Seit 2002 sind die bilateralen Verträge zwischen der Schweiz und der Europäischen Union in Kraft. Jahrelang debattierte man darüber, wie hoch der wirtschaftliche Nutzen des Abkommens für die Schweizerinnen und Schweizer ist. Jetzt herrscht Klarheit: Jährlich rund zwei Wochen Ferien auf den Malediven, Halbpension und Flug inklusive. Das zeigt eine jüngst durch economiesuisse vorgestellte Studie (http://goo.gl/ChX02E). Die Autoren stellten sich die Frage, um wieviel das Pro-Kopf-Einkommen ohne Bilaterale tiefer ausfallen würde. Sie kommen zum Schluss, dass die Schweizerinnen und Schweizer durchschnittlich auf rund 4400 Franken pro Person verzichten müssten. Jedes Jahr Balkonien statt palmengesäumter Sandstrand wäre also die Devise. Die volkswirtschaftliche Analyse zeigt eindrücklich, wie wir von den Verträgen mit der Europäischen Union profitieren.
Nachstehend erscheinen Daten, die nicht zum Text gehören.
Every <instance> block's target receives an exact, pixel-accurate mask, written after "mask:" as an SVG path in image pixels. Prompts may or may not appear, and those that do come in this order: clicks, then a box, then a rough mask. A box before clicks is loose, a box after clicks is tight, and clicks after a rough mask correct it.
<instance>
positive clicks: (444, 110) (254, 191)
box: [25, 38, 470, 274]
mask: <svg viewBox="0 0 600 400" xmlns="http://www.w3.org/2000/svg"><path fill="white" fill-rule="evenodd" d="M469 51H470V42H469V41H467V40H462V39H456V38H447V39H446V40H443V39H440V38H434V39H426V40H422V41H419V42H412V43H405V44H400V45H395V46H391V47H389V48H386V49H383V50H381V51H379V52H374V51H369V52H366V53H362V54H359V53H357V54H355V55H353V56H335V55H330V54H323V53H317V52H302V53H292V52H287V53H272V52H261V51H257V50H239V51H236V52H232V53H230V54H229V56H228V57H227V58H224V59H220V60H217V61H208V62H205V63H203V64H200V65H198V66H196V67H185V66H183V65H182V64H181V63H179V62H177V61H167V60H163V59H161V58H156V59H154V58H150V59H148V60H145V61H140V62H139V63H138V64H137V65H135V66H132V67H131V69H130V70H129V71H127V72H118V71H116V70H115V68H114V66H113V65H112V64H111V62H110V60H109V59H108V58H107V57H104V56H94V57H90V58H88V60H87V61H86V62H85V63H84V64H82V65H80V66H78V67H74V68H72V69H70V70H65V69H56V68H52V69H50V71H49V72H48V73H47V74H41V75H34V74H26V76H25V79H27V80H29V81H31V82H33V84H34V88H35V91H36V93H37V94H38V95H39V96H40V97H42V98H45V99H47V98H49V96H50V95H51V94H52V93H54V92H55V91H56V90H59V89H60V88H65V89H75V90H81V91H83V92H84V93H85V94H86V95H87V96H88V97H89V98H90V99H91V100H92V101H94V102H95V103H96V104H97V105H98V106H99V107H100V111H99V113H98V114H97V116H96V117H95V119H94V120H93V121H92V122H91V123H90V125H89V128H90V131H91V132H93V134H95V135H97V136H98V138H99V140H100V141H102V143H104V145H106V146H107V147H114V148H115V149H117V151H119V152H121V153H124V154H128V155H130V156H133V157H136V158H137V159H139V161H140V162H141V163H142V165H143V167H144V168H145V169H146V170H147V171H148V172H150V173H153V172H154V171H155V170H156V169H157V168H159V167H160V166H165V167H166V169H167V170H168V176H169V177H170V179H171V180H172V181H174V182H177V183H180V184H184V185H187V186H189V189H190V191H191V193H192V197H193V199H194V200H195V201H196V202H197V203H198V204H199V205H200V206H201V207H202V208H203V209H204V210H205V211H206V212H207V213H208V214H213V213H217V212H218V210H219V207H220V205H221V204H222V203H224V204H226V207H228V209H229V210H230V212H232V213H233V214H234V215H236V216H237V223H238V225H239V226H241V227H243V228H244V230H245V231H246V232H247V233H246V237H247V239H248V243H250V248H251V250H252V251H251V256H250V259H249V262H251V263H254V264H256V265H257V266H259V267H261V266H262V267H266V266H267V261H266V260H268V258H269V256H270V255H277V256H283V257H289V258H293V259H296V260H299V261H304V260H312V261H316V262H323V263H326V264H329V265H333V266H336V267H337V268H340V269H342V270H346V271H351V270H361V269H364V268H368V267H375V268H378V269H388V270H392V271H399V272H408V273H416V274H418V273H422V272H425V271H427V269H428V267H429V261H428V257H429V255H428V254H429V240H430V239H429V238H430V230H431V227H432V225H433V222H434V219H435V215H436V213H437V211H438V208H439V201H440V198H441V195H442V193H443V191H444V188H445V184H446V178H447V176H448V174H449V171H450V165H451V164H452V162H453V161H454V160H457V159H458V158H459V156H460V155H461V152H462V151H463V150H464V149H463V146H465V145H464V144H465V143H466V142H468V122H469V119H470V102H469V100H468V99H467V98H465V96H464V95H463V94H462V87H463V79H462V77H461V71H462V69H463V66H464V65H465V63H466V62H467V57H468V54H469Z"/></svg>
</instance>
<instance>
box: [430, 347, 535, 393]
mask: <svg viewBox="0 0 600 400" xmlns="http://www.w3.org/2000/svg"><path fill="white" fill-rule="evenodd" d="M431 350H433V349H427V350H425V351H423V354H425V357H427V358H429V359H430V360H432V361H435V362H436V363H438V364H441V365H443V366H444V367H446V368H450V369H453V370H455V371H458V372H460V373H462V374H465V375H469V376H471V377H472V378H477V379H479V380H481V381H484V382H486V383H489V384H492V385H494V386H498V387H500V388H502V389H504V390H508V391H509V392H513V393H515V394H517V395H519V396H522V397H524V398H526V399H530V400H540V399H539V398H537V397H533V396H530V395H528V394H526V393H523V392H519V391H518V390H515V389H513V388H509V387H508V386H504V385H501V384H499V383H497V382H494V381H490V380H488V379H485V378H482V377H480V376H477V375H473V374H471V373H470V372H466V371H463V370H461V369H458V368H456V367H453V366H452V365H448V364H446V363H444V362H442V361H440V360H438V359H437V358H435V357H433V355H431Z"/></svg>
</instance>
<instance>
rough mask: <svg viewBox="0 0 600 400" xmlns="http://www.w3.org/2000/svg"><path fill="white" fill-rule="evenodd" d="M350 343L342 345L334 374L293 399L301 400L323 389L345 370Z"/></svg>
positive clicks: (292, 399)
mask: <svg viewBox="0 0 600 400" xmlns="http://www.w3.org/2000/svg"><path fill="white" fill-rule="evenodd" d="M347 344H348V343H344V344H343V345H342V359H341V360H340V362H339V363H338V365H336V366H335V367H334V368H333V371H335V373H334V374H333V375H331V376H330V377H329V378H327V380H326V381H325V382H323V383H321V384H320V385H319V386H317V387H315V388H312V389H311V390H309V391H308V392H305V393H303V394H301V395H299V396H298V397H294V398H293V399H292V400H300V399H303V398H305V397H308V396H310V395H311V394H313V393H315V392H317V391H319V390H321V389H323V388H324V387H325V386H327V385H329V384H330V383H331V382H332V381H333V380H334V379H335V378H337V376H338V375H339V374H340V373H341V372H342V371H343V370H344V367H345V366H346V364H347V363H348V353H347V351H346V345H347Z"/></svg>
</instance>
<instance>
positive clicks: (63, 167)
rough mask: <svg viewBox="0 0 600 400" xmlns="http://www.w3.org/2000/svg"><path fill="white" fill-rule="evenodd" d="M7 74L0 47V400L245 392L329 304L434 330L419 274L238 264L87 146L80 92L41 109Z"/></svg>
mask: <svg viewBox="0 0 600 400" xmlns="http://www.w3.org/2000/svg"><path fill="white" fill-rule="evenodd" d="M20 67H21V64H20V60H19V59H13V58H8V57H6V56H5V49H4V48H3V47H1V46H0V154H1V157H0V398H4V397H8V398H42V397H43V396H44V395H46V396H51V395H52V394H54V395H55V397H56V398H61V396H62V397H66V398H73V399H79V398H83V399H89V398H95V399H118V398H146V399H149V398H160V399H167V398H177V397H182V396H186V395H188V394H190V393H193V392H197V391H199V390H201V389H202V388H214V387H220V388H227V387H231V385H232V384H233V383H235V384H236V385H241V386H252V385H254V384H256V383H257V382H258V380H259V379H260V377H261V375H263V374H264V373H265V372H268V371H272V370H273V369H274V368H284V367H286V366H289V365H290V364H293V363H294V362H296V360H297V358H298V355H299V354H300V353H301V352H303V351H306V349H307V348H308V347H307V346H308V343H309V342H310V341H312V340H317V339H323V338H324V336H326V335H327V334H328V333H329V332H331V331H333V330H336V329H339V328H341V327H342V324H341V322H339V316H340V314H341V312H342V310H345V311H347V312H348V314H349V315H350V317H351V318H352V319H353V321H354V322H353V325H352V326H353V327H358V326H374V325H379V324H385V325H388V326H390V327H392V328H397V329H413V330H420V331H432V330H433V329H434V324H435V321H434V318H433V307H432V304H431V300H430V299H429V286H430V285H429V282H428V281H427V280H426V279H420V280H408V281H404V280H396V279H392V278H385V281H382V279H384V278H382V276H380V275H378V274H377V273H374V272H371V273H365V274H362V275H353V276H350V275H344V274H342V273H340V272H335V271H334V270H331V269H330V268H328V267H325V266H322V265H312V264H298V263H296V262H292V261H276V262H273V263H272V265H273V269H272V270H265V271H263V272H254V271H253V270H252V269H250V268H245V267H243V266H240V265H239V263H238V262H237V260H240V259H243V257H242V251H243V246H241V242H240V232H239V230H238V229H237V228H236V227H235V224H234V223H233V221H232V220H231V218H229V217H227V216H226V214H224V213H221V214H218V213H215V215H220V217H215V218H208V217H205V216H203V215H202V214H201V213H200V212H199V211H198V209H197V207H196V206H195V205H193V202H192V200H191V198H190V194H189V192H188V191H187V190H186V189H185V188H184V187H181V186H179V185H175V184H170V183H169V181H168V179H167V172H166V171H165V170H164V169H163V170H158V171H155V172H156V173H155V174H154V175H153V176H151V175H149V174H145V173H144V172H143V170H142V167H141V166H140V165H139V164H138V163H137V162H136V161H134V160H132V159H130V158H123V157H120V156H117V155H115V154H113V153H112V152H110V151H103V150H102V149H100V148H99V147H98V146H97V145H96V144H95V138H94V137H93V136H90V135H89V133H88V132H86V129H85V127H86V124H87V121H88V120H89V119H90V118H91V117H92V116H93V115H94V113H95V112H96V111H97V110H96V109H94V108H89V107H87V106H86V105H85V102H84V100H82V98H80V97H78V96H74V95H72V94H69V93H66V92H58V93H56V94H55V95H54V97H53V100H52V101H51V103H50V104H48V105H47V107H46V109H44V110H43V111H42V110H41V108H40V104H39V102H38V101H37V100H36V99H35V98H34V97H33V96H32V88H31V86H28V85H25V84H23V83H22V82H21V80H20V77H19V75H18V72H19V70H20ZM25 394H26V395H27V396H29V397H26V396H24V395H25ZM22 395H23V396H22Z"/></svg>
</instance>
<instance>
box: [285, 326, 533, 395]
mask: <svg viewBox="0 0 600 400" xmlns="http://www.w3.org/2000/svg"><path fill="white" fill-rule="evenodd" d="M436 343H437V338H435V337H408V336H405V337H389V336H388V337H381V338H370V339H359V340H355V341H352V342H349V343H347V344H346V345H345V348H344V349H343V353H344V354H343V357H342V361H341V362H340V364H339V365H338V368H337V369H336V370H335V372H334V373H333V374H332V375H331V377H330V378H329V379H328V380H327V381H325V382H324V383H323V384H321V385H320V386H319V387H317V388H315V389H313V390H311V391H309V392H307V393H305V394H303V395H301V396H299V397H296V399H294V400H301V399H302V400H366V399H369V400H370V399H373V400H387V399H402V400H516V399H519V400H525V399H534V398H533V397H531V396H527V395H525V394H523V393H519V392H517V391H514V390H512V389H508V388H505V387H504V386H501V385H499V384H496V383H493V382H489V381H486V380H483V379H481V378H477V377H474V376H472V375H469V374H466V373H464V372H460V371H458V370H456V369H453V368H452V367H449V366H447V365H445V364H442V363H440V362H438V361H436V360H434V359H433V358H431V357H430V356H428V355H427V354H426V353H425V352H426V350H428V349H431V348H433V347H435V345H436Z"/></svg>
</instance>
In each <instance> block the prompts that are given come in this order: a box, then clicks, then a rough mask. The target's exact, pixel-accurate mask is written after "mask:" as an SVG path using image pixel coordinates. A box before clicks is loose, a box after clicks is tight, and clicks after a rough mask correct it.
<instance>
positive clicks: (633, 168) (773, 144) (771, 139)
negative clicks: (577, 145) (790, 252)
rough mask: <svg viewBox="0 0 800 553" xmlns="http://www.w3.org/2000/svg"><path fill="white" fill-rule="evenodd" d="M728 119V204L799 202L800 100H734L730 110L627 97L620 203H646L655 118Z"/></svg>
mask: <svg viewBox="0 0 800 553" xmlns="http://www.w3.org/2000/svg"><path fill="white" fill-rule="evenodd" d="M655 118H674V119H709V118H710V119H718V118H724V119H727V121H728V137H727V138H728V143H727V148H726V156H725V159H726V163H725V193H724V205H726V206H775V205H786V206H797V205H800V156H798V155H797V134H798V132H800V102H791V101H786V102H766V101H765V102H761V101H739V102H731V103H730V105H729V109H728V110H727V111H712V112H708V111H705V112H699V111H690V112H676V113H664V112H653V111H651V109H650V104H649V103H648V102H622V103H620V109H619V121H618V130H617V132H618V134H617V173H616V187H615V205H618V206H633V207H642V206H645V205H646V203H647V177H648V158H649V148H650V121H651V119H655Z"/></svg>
Die Bilateralen  tragen also wesentlich zum Erfolg der Schweiz bei: Die Arbeitslosigkeit ist tief und auch die Jungen finden den Weg in die Erwerbstätigkeit. Zugleich gelang es der hiesigen Wirtschaft, selbst in den turbulenten Jahren der weltweiten Finanz- und Schuldenkrise zwischen 2007 und 2013 um durchschnittlich 1,7 Prozent zu wachsen. Auch hier nehmen wir im internationalen Vergleich eine Spitzenposition ein. Wir gelten als Innovationsweltmeister, der es schafft, universitäre Spitzenforschung mit der praxisnahen Ausbildung von zukünftigen Mechatronikern und Informatikern zu kombinieren. 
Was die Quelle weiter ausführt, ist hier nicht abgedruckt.